NLP and LLM mastery redefine the digital frontier, opening doors to limitless possibilities
To embark on this journey, we will commence by unraveling the fundamentals of transformers and BERT, demystifying their inner workings to provide you with a solid foundation of how deep learning is used for NLP. As the course progresses, we will delve deeper into the world of Large Language Models (LLMs), focusing on practical applications and hands-on exercises that enable you to harness the power of LLMs.
Upon successful completion of the course, you will have acquired a comprehensive understanding of:
- NLP Methods: Understand the most important concepts of NLP and how LLMs compare to other NLP methods.
- Transformers and BERT: You will dive deep into transformer architecture, with a particular focus on BERT and its practical applications in NLP.
- Large Language Models (LLMs): Mastery of LLM fundamentals, their roles in NLP, and practical uses.as sentiment analysis, language translation, and text summarization.
- Hugging Face Tools: Proficiency in using Hugging Face's cutting-edge tools, libraries, and APIs will empower you to harness the full potential of LLMs for tasks like text generation, question-answering, and more.
- Real-World Use Cases: You will develop the capability to identify and apply NLP and LLM techniques in real-world scenarios.
- Ethical Concerns: Understanding the ethical considerations surrounding LLMs is critical in today's data-driven world.
In the digital age, NLP and LLM expertise are the keys to innovation and success
You can also expect to develop critical skills such as:
- Fine-Tuning LLMs
- Few-Shot Learning
- Prompt Engineering
- Problem Solving
The course aims to equip students with the expertise needed to stay relevant in today's data-driven landscape and thrive and lead in future work environments where LLMs will undoubtedly play a pivotal role.
Course Learning Methods
In this course, students will learn through:
- Lectures and Presentations: Engaging lectures and presentations to provide foundational knowledge of NLP concepts, LLMs, and tools.
- Hands-On Labs: Practical, hands-on labs and exercises where students can apply their knowledge by working on real-world NLP projects.
- Case Studies: In-depth case studies of NLP applications in various industries, allowing students to analyze and understand real-world scenarios.
- Real-Time Demos: Live demonstrations of NLP tools and techniques to illustrate practical implementation.
Prerequisites
Competence in Python, R, Jupyter Notebooks, and matrix algebra is recommended for optimal course comprehension. Participants with limited or no experience with programming in Python and R are encouraged to register for the "Coding Bootcamp in Python and R" course.

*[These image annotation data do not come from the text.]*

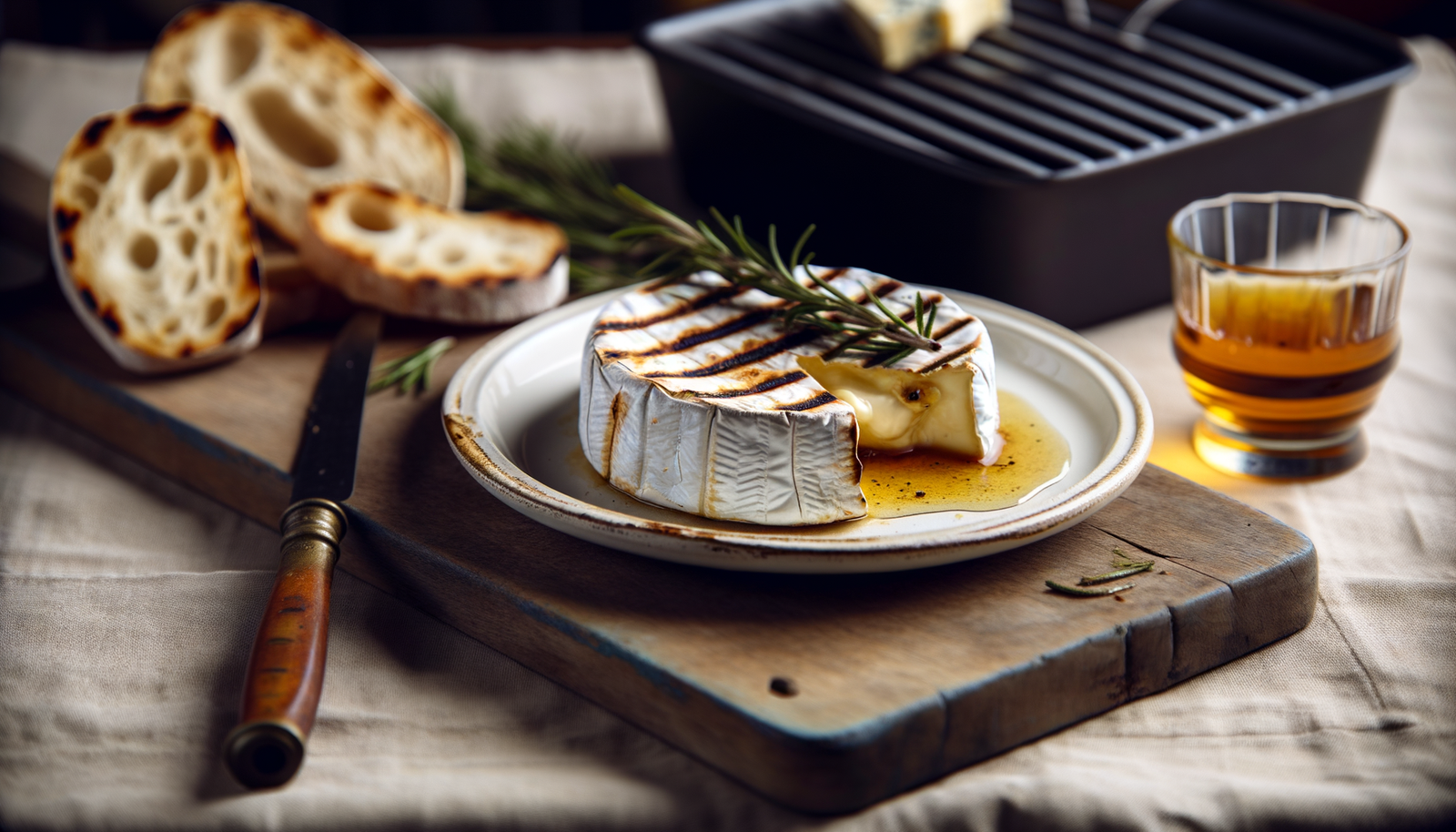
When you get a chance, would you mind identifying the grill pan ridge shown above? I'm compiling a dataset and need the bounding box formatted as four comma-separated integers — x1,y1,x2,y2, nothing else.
641,0,1412,327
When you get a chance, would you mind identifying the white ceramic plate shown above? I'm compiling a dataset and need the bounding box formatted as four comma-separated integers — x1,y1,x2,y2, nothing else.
444,290,1153,573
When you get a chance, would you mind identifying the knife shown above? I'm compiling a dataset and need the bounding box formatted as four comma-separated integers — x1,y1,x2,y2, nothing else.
223,309,381,788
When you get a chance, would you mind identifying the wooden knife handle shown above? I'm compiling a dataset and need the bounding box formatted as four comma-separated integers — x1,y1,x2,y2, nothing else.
223,498,348,788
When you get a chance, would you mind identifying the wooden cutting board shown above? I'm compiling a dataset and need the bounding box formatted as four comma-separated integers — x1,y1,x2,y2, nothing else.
0,289,1316,812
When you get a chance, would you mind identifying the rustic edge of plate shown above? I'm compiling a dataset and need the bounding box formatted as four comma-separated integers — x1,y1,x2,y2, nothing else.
441,287,1153,574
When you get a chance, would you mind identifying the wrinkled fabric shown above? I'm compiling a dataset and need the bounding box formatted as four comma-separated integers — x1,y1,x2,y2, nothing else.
0,41,1456,830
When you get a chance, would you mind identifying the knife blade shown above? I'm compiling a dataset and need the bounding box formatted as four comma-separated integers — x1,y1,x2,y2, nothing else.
223,309,381,788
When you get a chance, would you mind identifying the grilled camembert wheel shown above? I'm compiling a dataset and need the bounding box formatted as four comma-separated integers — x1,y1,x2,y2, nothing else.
578,267,1002,526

While a graduate-level background in Statistics, Machine Learning, or Data Science is not mandatory to attend the course, it is highly desirable. Participants with limited experience in these fields are encouraged to register for the "Foundations of Data Science" course.Course Outline
- Class 1: "Foundations of NLP and LLMs"
An introductory overview of NLP methods, including key concepts and comparisons with other NLP techniques. Discussion of ethical concerns. - Class 2: "Transformers, BERT, and Large Language Models"

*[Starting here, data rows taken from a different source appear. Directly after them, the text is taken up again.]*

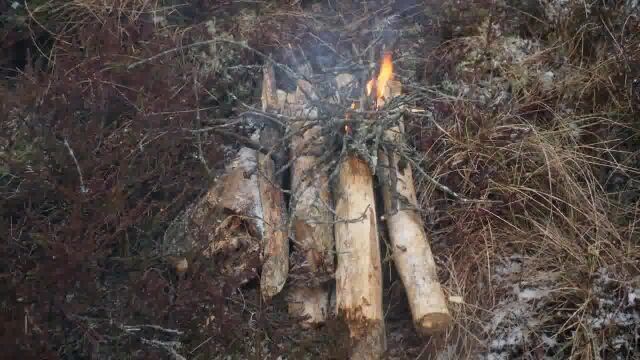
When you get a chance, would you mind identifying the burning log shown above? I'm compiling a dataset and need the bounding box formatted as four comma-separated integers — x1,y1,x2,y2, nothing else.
334,73,386,359
377,58,451,334
288,80,335,325
258,66,289,299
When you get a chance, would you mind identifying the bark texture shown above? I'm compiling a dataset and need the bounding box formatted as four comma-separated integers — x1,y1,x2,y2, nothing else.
335,157,386,359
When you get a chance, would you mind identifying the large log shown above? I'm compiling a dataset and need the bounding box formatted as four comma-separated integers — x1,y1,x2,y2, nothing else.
288,80,335,325
159,148,263,284
258,66,289,299
334,156,386,359
378,81,451,334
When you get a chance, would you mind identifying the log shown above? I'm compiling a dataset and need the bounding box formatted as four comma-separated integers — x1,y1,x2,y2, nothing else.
378,81,451,334
158,148,262,284
258,66,289,299
334,156,386,359
288,80,335,326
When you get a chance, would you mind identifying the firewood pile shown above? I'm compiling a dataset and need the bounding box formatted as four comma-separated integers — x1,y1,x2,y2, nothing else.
164,48,451,359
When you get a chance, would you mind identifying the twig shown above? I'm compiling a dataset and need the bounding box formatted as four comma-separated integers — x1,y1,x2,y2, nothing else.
64,138,89,194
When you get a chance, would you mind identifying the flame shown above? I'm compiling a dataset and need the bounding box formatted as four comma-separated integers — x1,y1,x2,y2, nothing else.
367,79,376,96
376,52,393,101
367,52,393,107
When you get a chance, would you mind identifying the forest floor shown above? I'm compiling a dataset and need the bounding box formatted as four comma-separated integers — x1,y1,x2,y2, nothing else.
0,0,640,359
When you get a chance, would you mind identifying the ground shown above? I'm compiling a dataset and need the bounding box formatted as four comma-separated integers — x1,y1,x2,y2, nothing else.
0,0,640,359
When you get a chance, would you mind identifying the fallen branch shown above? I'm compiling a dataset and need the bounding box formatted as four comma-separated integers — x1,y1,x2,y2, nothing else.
378,81,451,334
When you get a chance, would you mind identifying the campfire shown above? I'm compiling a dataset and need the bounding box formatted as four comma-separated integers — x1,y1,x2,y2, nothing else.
178,52,451,359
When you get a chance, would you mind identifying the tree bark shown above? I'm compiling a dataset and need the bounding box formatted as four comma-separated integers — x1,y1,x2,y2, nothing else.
334,156,386,359
258,66,289,299
378,82,451,334
288,75,335,325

A deep dive into transformer architecture, with a particular focus on BERT and its practical applications in NLP. Explore the fundamentals and practical roles of Large Language Models (LLMs). - Class 3: "Few-Shot Learning and Hugging Face Tools"
Learn how to efficiently apply few-shot learning techniques for fast problem-solving in NLP. Gain proficiency in using Hugging Face's tools, libraries, and APIs for tasks related to Large Language Models (LLMs). - Class 4: "Prompt Engineering for LLMs"
Develop expertise in crafting precise prompts that effectively extract desired information from Large Language Models (LLMs). - Class 5: "Fine-Tuning LLMs and Adaptation"
Master the art of customizing pre-trained Large Language Models (LLMs) for specific tasks and domains. Learn how to adapt these models to your unique data and requirements.
References
- Vaswani et al., (2017), Attention Is All You Need
- Devlin et al., (2018) BERT: Pre-training of Deep Bidirectional Transformers for Language Understanding
- Alamar, Jay, (2018) The Illustrated BERT, ELMo, and co. (How NLP Cracked Transfer Learning)
- Alamar, Jay, (2018) The Illustrated Transformer
- Wolf et al. (2019) HuggingFace's Transformers: State-of-the-art Natural Language Processing
- Sun et al., (2019), How to Fine-Tune BERT for Text Classification?
- Brown et al., (2020), Language Models are Few-Shot Learners
- Gao, Tianyu, (2021), Prompting: Better Ways of Using Language Models for NLP Tasks
- Timo Schick and Hinrich Schütze (2021). Exploiting Cloze Questions for Few-Shot Text Classification and Natural Language Inference
- Bender et al., (2021), On the Dangers of Stochastic Parrots: Can Language Models Be Too Big?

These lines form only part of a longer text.